Весь следующий час Алиса слушала рассказы матери о детях из младшей группы, про то, как ее приняли в коллективе детского дома, вернее, приюта, и думала о том, что это даже хорошо, что мама нашла для себя новое занятие, которое ей по душе. «В конце концов, оно не хуже, чем ее увлечение футболом, которое когда-то до фанатизма доходило. Стыдно кому сказать: почтенная тетенька моталась на „Петровский“, сидела среди орущей и свистящей молодежи, сама орала разные нехорошие кричалки. А тут занятие мирное, рядом с домом, да еще и платить за это будут».

– … деньги, конечно, не очень большие, но и работать каких-то три часа. Да я и не из-за денег, Лиса…

– Я знаю, мама! Вопрос закрыт, я принимаю твое решение. Только, пожалуйста, без фанатизма, и за давлением следи, хорошо?
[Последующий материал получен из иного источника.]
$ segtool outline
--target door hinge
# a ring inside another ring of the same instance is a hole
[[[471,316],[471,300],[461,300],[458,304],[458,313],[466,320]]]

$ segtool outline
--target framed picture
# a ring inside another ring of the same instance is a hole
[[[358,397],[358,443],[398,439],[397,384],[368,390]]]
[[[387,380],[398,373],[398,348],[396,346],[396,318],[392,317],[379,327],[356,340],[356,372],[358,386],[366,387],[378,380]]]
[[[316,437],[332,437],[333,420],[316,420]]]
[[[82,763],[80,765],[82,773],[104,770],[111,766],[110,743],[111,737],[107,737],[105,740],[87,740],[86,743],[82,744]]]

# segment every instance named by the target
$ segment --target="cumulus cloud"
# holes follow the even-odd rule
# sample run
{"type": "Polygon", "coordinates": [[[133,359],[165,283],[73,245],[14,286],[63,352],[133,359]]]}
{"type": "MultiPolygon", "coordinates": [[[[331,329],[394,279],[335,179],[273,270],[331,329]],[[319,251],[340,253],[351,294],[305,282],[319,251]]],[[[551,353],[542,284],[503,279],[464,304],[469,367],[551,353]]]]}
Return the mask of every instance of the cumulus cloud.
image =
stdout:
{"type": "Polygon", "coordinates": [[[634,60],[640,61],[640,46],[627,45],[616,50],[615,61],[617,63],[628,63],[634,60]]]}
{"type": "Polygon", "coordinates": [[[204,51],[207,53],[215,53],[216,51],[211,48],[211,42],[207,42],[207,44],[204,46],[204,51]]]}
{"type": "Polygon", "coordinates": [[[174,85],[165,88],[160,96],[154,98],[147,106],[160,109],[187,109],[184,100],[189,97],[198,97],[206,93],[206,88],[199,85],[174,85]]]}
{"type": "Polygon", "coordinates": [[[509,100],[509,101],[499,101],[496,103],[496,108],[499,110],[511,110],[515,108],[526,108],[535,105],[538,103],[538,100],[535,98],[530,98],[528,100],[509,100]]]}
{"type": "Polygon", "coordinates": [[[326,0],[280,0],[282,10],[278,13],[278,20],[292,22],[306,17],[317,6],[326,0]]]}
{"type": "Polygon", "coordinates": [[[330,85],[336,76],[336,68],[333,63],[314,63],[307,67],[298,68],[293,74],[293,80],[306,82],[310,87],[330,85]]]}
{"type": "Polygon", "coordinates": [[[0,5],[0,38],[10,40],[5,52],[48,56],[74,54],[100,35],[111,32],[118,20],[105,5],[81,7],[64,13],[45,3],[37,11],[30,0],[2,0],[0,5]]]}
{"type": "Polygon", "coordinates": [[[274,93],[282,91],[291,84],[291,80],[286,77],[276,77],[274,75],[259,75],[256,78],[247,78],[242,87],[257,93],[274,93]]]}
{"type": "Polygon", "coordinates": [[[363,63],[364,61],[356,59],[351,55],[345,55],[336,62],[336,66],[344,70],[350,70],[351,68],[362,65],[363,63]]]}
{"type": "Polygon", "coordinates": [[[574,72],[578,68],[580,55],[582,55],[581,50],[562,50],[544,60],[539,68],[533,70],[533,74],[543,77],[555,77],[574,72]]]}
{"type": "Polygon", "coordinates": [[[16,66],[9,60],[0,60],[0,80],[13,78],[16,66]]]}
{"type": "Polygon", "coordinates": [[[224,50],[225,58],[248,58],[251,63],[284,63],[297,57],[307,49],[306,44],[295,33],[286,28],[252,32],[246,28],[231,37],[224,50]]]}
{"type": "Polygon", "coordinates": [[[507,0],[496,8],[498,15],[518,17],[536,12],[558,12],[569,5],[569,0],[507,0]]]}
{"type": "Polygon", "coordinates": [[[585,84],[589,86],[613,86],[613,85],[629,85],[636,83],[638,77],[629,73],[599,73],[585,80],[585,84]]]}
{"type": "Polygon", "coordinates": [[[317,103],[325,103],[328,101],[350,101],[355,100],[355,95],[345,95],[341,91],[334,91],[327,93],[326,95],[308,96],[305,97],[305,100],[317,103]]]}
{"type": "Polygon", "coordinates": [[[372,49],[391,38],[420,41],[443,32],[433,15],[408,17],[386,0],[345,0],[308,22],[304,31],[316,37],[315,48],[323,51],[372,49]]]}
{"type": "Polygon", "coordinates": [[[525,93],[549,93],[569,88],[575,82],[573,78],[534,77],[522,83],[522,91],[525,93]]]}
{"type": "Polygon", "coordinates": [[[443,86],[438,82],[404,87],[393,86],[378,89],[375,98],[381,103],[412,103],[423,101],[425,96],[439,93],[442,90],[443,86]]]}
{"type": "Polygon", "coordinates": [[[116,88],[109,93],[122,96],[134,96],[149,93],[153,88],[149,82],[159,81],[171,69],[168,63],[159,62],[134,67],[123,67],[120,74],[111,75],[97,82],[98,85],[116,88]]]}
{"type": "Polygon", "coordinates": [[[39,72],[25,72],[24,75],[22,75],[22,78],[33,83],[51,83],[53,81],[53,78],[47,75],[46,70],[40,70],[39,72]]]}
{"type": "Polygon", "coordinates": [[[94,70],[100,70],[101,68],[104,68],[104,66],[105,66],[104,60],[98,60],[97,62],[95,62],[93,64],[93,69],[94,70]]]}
Алиса поднялась из-за стола.

– Но образ жизни менять не будем, – как можно мягче сказала она, и удалилась в свою комнату, прикрыв за собою дверь. Правда, не до конца, не плотно, как это делала всегда.


* * *


Серьезное это дело – образ жизни. Вырабатывается с годами. Менять его – дорогое удовольствие. Проще все вокруг подчинить себе.

Вот Алиса, например, привыкла к вольному образу жизни. Ну, скажем так, к относительно вольному. Когда ее по великому блату устраивали на работу референтом к Саблину, она готова была плюнуть на хорошую зарплату и нежное к себе отношение гендиректора компании, если бы ей надо было ежедневно являться к определенному часу на работу. По идее-то надо, конечно, к определенному часу, но она выторговала у Саблина поблажку для себя – приезжать на работу не с раннего утра, а по мере надобности. Правда, в ответ на доброе к себе отношение и сама готова была в командировки с директором ездить, а пахали в этих поездках по двадцать четыре часа в сутки, и вечерами на встречи с компаньонами и нужными людьми приезжала без возражений. Ну, и уж если какое мероприятие затевалось рано утром, то она без отговорок была на месте не позже, чем за час до нужного времени. И только она одна знала, в котором часу ей пришлось в этот день встать, чтобы успеть собраться, пробиться через все утренние пробки, и выглядеть при этом на пять с «плюсом». Прическа, маникюр, колготки не задом наперед, а как надо, и бюстгальтер под белой прозрачной кофточкой белый, а не бежевый. Кто понимает, о чем это, тот понимает и то, сколько времени это отнимает у женщины. Особенно, если накануне что-то было не готово, или вечером она ехала не сразу домой, а к Сергею Саблину.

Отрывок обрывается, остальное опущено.